Épicure et Lucrèce supposent que la mort est une chose qui ne nous concerne pas, et à laquelle nous n’avons aucun intérêt. Ils concluent cela de ce qu’ils supposent que l’âme est mortelle, et par conséquent que l’homme ne sent plus rien après la séparation du corps et de l’âme.

Nil igitur mors est, ad nos neque pertinet hilum,
Quandòquidem natura animi mortalis habetur :
Et velut anteacto nil tempore sensimus ægri,
Ad confligendum venientibus undique Pœnis ;
Omnia cum belli trepido concussa tumultu,
Horrida contremuêre sub aliis ætheris auris ;
In dubioque fuit sub utrorum regna cadendum
Omnibus humanis esset, terrâque marique :
Sic ubi non erimus, cùm corporis, atque animaî
Discidium fuerit, quibus è sumus uniter apti,
Scilicet haud nobis quidquàm, qui non erimus tùm
Accidere omninò poterit, sensumque movere :
Non si terra mari miscebitur, et mare cœlo[1].


Ils ont raison de dire que rien de tout ce qui peut arriver à l’homme lorsqu’il ne sent plus ne le concerne ; car c’est toute la même chose à l’égard de la statue de Socrate, de la mettre en pièces, ou de briser la statue de César.

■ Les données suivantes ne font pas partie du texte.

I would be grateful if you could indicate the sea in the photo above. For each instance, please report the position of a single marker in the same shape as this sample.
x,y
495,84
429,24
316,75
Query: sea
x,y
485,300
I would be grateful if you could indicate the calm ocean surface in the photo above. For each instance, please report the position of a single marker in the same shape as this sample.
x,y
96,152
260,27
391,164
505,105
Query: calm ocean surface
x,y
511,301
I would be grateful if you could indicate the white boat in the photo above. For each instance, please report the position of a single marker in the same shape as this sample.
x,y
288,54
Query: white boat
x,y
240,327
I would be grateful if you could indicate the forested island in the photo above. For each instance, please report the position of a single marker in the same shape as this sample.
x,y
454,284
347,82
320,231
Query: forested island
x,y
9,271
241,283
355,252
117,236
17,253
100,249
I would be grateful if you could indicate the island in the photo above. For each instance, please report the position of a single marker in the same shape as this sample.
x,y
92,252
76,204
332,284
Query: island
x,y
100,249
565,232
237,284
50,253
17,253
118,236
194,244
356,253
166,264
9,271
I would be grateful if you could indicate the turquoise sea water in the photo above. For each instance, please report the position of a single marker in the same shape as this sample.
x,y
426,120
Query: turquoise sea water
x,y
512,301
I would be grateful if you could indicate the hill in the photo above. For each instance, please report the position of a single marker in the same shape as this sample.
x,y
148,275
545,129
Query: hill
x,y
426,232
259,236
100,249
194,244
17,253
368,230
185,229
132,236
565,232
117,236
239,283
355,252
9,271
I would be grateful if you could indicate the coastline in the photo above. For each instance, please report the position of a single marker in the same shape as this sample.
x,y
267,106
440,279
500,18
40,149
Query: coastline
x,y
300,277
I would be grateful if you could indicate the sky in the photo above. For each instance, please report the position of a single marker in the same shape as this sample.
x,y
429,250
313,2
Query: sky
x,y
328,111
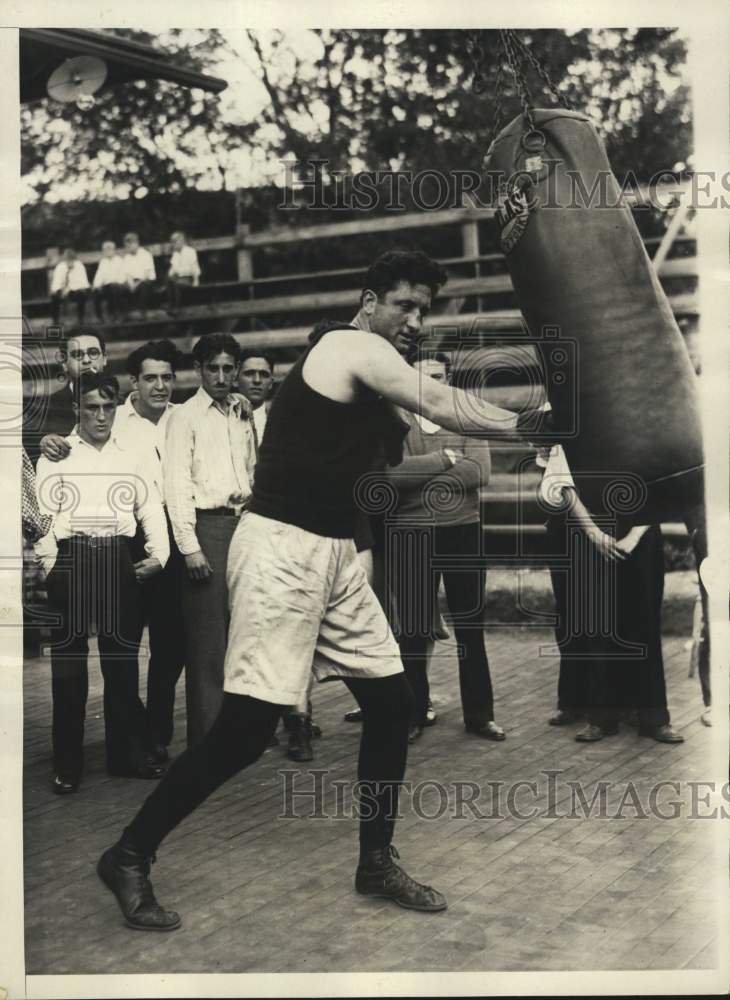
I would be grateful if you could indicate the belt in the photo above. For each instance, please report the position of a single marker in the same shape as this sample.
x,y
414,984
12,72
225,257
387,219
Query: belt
x,y
218,511
91,541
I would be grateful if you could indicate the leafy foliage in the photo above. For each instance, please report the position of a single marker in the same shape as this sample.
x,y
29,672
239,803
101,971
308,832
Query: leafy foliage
x,y
359,99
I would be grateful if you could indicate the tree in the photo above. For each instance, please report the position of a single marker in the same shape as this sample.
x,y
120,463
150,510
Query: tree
x,y
358,99
404,99
148,135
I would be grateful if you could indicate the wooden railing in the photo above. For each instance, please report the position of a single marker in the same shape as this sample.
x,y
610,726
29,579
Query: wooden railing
x,y
473,303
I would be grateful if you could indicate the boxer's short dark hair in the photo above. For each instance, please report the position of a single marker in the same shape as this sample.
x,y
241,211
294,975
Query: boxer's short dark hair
x,y
390,269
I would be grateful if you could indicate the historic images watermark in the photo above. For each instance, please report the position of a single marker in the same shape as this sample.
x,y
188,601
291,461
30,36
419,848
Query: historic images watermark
x,y
314,794
315,184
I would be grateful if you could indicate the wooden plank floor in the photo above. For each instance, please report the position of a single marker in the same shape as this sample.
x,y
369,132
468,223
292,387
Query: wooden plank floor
x,y
259,892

Puis donc que la rupture de la statue de César n’intéresse en rien la statue de Socrate, celle-ci n’a nul intérêt à sa propre destruction : elle n’en voit rien, elle n’en sent rien, non plus que si l’on brûlait un arbre sous le pôle méridional. Mais ils ne laissent pas de donner dans le sophisme par deux endroits. Ils ne peuvent point nier que la mort n’arrive pendant que l’homme est doué encore de sentiment. C’est donc une chose qui concerne l’homme, et de ce que les parties séparées ne sentent plus, ils ont eu tort d’inférer que l’accident qui les sépare est insensible[2]. Voilà donc leur première inconséquence ; ils ont conclu des parties séparées à la séparation même : celle-ci pouvant être douloureuse, et accompagnée de mille sortes de sentimens importuns, est un mal qui appartient proprement et réellement à l’homme, et cela en vertu même de leur principe, que si les morts n’ont nul intérêt à leur état, c’est à cause qu’ils ne sentent rien. Le second défaut du raisonnement de ces philosophes est qu’ils supposent que l’homme ne craint la mort que parce qu’il se figure qu’elle est suivie d’un grand malheur positif. Ils se trompent, et ils n’apportent aucun remède à ceux qui regardent comme un grand mal la simple perte de la vie. L’amour de la vie est tellement enraciné dans le cœur de l’homme, que c’est un signe qu’elle est considérée comme un très-grand bien ; d’où il s’ensuit que de cela seul que la mort enlève ce bien, elle est redoutée comme un très-grand mal. À quoi sert de dire contre cette crainte : vous ne sentirez rien après votre mort ? Ne vous repondra-t-on pas aussitôt, c’est bien assez que je sois privé de la vie que j’aime tant ; et si l’union de mon corps et de mon âme est un état qui m’appartient, et que je souhaite ardemment de conserver, vous ne pouvez pas prétendre que la mort qui rompt cette union est une chose qui ne me regarde pas. Concluons que l’argument d’Épicure et de Lucrèce n’était pas bien arrangé, et qu’il ne pouvait servir que contre la peur des peines de l’autre monde. Il y a une autre sorte de peur qu’ils devaient combattre ; c’est celle de la privation des douceurs de cette vie. Ils eussent pu dire qu’à tout prendre l’insensibilité des morts est un gain

  1. Lucret., lib. III, vs. 842, pag. 172.
  2. Epicurus… negavit mortem ad nos pertinere ; quod enim dissolvitur, inquit, sensu caret, et quod sensu caret nihil ad nos. Dissolvitur autem et caret sensu non ipsa mors, sed homo qui eam patitur. At ille ei dedit passionem cujus est actio. Quòd si hominis est pati mortem, dissolutionem corporis et peremptionem sensùs, quàm ineptum, ut tanta vis ad hominem non pertinere dicatur ? Tertull., de Animâ.